Although opinions varied on the new format when it was introduced at the 2015 WGC-Dell Technologies Match Play, the consensus was simple – just win.
Prior to ’15 the event adhered to the traditional ruthlessness of match play, with a win-or-go-home standard that may have been popular among players but left officials searching for alternatives when the game’s stars were sent packing early. The result was three days of pool play among 16 four-player pods.
That first year largely went to plan, with 12 of the 16 players who advanced to the weekend going 3-0. But since that high-water mark, those numbers have skewed in the other direction. In ’16, just six of the Sweet 16 were perfect, and last year that number slipped to just five. In total, less than 50 percent (.475) of players who have advanced past pool play since ’15 have posted perfect records.
Although there is a large portion of players who have advanced with a tie, which would technically leave them undefeated, there are some high-profile examples of a one-loss player making it to the weekend, most notably this week’s defending champion Kevin Kisner, who lost to Ian Poulter on Day 1 in ’19 (the ’20 event was cancelled because of COVID-19) but was perfect the rest of the way.
That statistical reality has created an evolving outlook for players from “just win” to “just advance.”
“Certainly, on Monday and Tuesday I'm thinking I got to go win all three matches,” Jordan Spieth said. “If you get to a loss or a tie, I guess it is a nice feeling to know that there is a chance still.”
The format worked as advertised in ’19 when Tiger Woods lost to Brandt Snedeker on Day 2 and still advanced to the weekend to set up a marquee Saturday showdown against Rory McIlroy. Yet while players understand the need for pool play, if not the opportunity for a potential mulligan, some still adhere to the notion that the traditional format would be better.

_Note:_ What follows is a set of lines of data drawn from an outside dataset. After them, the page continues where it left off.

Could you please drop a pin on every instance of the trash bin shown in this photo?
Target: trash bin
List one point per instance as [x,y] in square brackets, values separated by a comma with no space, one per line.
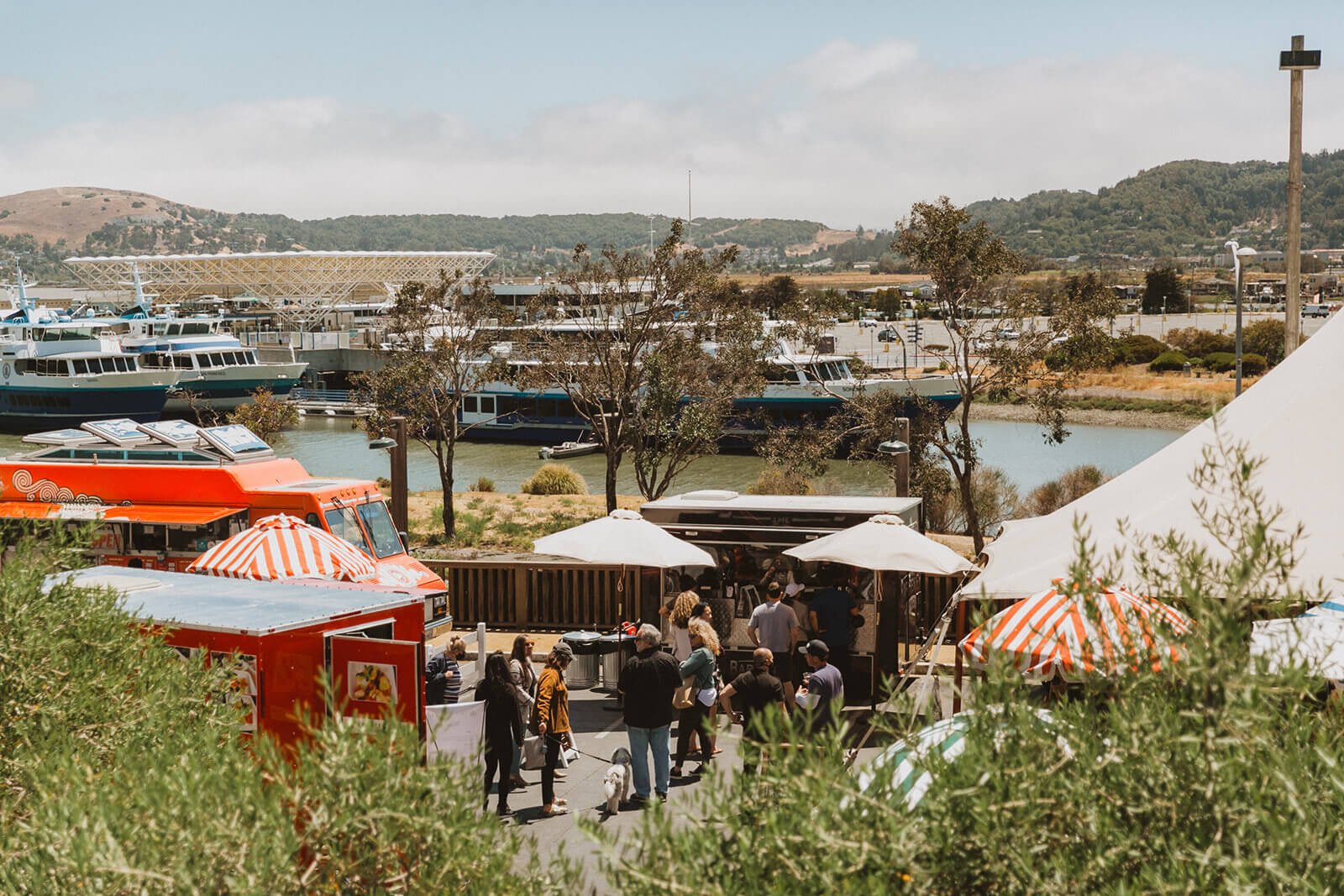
[582,672]
[613,651]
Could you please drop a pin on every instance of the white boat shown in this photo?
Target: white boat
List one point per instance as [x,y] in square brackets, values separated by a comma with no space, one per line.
[568,449]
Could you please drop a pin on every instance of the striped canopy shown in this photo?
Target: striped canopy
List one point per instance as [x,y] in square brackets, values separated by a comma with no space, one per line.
[1072,631]
[286,547]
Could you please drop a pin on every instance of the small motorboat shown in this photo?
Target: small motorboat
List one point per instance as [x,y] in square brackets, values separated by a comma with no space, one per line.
[568,449]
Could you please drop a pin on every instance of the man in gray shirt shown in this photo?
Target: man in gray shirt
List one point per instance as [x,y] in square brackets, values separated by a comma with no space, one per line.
[774,626]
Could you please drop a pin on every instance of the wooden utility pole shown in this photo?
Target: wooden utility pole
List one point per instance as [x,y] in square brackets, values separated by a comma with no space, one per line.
[1294,60]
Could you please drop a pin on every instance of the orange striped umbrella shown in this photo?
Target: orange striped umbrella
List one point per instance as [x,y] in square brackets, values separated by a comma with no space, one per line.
[1072,631]
[286,547]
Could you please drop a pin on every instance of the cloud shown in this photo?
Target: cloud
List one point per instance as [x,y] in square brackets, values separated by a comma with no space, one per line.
[848,134]
[17,93]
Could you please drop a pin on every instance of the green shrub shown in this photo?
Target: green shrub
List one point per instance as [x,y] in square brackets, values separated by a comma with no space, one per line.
[1193,340]
[774,479]
[1168,362]
[554,479]
[1140,349]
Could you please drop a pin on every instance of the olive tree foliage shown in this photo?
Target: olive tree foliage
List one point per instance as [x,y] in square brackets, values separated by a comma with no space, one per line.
[123,772]
[1207,774]
[636,367]
[972,269]
[437,349]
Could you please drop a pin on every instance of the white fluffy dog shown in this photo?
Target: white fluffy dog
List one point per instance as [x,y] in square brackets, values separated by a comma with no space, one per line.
[616,783]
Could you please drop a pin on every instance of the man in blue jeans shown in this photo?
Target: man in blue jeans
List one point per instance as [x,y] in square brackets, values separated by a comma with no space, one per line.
[648,681]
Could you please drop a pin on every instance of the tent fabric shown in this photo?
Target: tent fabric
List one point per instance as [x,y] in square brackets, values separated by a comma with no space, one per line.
[1072,633]
[1287,419]
[622,537]
[885,543]
[284,547]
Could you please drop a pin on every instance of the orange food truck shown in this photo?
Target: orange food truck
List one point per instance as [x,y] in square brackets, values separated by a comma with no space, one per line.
[165,493]
[279,637]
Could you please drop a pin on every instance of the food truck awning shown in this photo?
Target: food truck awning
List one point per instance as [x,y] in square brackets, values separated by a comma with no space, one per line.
[160,513]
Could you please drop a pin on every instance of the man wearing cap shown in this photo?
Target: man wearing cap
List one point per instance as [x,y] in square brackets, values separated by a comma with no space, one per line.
[774,626]
[823,683]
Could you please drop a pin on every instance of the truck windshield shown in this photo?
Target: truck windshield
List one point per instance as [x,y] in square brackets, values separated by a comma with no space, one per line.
[381,530]
[344,524]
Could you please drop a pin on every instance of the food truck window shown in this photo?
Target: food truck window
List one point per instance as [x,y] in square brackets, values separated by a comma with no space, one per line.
[381,530]
[344,524]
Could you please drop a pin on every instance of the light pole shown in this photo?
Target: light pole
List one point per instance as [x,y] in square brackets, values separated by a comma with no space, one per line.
[1238,254]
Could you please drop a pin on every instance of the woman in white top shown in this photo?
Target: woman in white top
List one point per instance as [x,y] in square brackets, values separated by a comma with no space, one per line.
[679,617]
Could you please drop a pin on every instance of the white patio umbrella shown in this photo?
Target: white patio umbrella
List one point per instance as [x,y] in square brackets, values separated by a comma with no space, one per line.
[885,543]
[622,537]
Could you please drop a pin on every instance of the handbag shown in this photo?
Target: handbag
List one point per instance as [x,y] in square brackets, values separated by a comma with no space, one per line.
[534,752]
[685,696]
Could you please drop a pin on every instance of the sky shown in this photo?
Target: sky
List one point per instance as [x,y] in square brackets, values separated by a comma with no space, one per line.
[843,113]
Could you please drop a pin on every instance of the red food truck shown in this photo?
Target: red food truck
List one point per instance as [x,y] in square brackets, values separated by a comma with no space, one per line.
[279,637]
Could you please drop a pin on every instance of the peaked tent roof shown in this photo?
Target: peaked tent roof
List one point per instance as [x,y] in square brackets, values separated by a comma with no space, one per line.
[1290,419]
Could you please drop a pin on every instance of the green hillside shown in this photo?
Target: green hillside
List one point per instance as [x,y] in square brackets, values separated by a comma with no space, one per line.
[1179,208]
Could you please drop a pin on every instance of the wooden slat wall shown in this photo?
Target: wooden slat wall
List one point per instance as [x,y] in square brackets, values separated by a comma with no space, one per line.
[537,597]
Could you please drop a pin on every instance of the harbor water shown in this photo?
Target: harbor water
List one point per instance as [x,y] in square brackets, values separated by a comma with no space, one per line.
[333,446]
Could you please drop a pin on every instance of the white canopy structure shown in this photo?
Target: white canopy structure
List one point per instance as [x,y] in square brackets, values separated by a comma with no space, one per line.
[299,285]
[1290,419]
[622,537]
[884,543]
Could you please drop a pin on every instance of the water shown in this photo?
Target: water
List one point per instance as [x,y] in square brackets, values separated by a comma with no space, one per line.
[333,446]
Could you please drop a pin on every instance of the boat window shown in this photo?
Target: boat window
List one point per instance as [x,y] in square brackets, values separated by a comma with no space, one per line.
[344,524]
[381,530]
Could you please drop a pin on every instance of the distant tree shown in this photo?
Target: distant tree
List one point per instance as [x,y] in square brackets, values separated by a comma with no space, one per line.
[437,351]
[1163,289]
[971,268]
[647,318]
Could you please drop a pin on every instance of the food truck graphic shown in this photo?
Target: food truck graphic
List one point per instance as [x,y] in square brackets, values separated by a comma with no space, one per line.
[165,493]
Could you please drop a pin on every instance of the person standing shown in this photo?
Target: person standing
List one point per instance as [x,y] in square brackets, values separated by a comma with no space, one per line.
[824,683]
[553,721]
[443,676]
[503,727]
[648,681]
[757,691]
[701,667]
[774,626]
[523,678]
[831,614]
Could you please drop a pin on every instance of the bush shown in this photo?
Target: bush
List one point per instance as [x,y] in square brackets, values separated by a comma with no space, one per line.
[1066,490]
[1193,340]
[554,479]
[774,479]
[1265,338]
[1168,362]
[1140,349]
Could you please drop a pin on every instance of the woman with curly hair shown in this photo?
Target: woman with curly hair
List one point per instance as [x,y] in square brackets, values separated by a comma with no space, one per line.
[679,616]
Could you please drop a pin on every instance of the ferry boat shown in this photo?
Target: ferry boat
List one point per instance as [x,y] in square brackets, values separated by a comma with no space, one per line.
[58,374]
[163,493]
[214,365]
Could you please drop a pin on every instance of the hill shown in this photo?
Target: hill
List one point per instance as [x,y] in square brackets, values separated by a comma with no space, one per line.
[47,224]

“I've got mixed views on it. I think it's great for the fans that you can have this group stage. Justin Thomas loses to someone that's well outside the rankings, he goes home on Day 1, it's not great for TV, it's not great for people at home,” Matthew Fitzpatrick said. “I think there's a lot of guys that kind of just want to do straight knockout and just get on with it, and if you lose, you lose, and you win, you're on to the next one.

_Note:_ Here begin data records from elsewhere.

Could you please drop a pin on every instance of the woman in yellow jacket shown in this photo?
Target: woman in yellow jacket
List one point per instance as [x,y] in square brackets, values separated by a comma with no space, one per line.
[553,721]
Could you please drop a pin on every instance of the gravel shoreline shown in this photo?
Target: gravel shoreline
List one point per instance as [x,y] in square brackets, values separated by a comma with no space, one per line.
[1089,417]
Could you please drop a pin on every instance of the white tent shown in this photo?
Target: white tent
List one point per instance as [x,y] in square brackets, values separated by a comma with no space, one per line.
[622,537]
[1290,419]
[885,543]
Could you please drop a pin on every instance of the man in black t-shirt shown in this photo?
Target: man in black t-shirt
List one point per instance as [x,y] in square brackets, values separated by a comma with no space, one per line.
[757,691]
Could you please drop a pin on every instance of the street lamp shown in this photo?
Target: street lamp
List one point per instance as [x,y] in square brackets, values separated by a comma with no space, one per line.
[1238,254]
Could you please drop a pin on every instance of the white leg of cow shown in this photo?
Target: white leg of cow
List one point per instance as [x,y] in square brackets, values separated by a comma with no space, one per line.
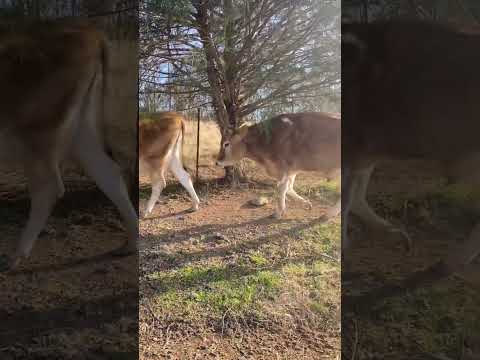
[361,208]
[465,253]
[107,175]
[291,192]
[283,186]
[45,186]
[185,179]
[158,184]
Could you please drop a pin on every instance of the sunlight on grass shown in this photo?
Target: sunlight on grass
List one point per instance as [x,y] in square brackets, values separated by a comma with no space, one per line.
[216,288]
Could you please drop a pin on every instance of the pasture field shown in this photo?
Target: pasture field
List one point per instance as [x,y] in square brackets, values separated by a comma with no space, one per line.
[228,281]
[440,322]
[56,305]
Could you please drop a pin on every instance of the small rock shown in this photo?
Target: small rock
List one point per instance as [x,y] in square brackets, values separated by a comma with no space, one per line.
[219,236]
[259,201]
[83,220]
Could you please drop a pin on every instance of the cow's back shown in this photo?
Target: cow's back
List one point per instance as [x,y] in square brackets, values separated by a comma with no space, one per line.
[42,66]
[304,141]
[157,133]
[415,94]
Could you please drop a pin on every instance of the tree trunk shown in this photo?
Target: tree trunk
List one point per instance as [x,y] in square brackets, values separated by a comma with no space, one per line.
[221,75]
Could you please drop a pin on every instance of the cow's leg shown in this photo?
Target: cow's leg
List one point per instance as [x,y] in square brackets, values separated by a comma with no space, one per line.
[291,192]
[88,150]
[334,210]
[360,207]
[45,186]
[184,177]
[158,184]
[283,185]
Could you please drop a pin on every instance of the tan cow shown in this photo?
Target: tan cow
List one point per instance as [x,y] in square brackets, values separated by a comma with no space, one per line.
[52,83]
[160,141]
[410,90]
[287,144]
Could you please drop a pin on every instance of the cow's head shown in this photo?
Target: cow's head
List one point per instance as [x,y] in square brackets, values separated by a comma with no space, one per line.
[233,147]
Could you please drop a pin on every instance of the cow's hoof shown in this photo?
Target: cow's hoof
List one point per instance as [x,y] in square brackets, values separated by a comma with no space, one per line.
[277,215]
[194,208]
[7,263]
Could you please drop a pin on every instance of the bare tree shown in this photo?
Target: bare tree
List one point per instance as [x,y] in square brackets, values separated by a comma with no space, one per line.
[244,55]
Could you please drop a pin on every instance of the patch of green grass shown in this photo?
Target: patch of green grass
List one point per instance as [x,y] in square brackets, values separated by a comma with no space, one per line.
[258,259]
[323,238]
[215,289]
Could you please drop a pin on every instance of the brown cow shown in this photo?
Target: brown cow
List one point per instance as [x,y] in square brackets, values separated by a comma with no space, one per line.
[52,78]
[410,90]
[287,144]
[160,140]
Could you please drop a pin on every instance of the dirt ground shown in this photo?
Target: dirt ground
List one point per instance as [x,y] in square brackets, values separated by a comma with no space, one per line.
[442,320]
[71,299]
[229,281]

“But guys who win the first round probably think the opposite. It doesn't really bother me too much.”
Thomas would be something of an authority on the matter based on his WGC-Match Play career. In four starts in the event he’s advanced out of pool play just once, in ’18 when he was a perfect 3-0-0. He is a combined 2-6-1 in pool play in his other three starts.
“It's kind of weird and different just because obviously your match is most important and you just keep winning your matches, it doesn't matter what everybody else does, but it does matter at the same time,” Thomas said. “When you're going through the pod play you hope other guys do something else, especially once you get to that second and third round, but you know if you go 3-0-0 you're going to be fine. That's something I've struggled with in the past is looking too much at maybe other matches or worrying about what else is going on or playing to my opponent too much.”
Most players adhere to a similar mindset that match play – true match play – is the greatest form of competitive democracy. Win or go home. But those competitive needs have been softened by the entertainment realities of professional golf and pool play.
Players will still spend Monday and Tuesday at Austin Country Club poised for a perfect run through pool play, but statistically that’s not the case more times than not.